LONDON (Reuters) — A British newspaper released a video on Sunday apparently showing British soldiers savagely beating Iraqi teenagers in 2004, prompting Prime Minister Tony Blair to promise a full investigation.
“We take seriously any allegations of mistreatment, and this will be investigated very fully indeed,” Blair told reporters after a meeting of left-of-centre leaders in South Africa. “But I have to say to you that the overwhelming majority of British troops in Iraq, as elsewhere, behave properly and are doing a great job. They are helping Iraqis to become the democracy they would like to be.” The video, released by the News of the World and shown widely on British television as well as Arabic news stations, showed a group of soldiers dragging Iraqi protesters behind a wall while a demonstration is under way, and beating them with batons and kicking them.
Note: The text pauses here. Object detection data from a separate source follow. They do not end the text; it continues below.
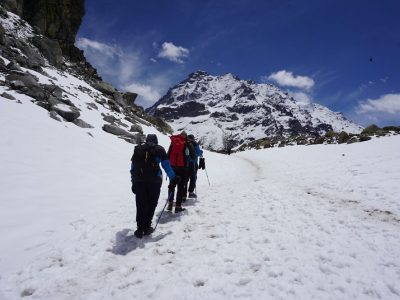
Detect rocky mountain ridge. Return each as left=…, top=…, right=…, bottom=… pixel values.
left=146, top=71, right=362, bottom=150
left=0, top=0, right=172, bottom=143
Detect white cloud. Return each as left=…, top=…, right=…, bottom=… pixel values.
left=125, top=83, right=161, bottom=103
left=263, top=70, right=314, bottom=90
left=158, top=42, right=189, bottom=63
left=357, top=94, right=400, bottom=114
left=289, top=92, right=312, bottom=106
left=76, top=38, right=183, bottom=107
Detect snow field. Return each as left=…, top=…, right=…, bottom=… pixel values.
left=0, top=90, right=400, bottom=300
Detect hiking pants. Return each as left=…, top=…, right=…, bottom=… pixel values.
left=135, top=182, right=161, bottom=230
left=168, top=167, right=188, bottom=206
left=188, top=164, right=198, bottom=193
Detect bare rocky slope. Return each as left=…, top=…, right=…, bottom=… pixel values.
left=0, top=0, right=172, bottom=143
left=146, top=71, right=362, bottom=150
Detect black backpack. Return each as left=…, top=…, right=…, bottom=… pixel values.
left=132, top=143, right=160, bottom=180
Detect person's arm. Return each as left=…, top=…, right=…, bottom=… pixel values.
left=130, top=162, right=135, bottom=182
left=195, top=144, right=203, bottom=157
left=187, top=143, right=196, bottom=161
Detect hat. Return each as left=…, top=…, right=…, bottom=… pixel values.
left=146, top=134, right=158, bottom=145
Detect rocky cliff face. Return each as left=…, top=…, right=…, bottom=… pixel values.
left=147, top=71, right=362, bottom=150
left=0, top=0, right=171, bottom=143
left=5, top=0, right=85, bottom=61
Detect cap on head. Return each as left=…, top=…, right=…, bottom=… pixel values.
left=146, top=134, right=158, bottom=145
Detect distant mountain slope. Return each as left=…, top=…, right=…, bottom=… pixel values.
left=0, top=1, right=172, bottom=144
left=146, top=71, right=362, bottom=150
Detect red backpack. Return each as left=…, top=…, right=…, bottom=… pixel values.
left=169, top=135, right=186, bottom=167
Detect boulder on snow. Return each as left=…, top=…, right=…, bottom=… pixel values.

The News of the World newspaper, which released the footage, said it had been filmed from the roof of a building by another soldier who can be heard egging on his comrades and mocking the Iraqis’ pleas for mercy.
A local official in Basra, patrolled by British troops since the 2003 invasion which overthrew Saddam Hussein, said Blair must hold a serious investigation.
“These actions … were carried out by British forces who came here supposedly to achieve democracy,” Mohammed Al Abadi, head of Basra provincial council, told Al Arabiya television.
“These pictures show the opposite of the democracy that they said they came here for.”
Urgent investigation
The ministry of defence said military police were looking into the alleged mistreatment.
“We are aware of these very serious allegations and can confirm they are now the subject of an urgent Royal Military Police investigation,” the defence ministry said in a statement.
“We condemn all acts of abuse and brutality and always treat any allegations of wrongdoing extremely seriously.” The newspaper said the video had been filmed in early 2004 at a time of street riots in southern Iraq, where British troops are stationed.
The cameraman is said to be heard laughing and saying: “Oh yes! Oh yes! You’re gonna get it. Yes, naughty little boys. You little f…, you little f…. die. Ha ha.” British troops have been hit by abuse allegations in the past, though none approaching the scale of the abuse perpetrated by Americans against prisoners at Abu Ghraib jail in Baghdad in a scandal that shocked the world in 2004.
Three British soldiers were jailed last year in a case launched over pictures taken in 2003 that showed Iraqi prisoners being beaten, stomped on and forced to pose in sexually humiliating positions.
Those pictures came to light when one of the soldiers took them to a lab to be developed and the lab technician alerted the authorities. But another set of photos of alleged abuse that appeared in the Mirror newspaper proved to be a hoax.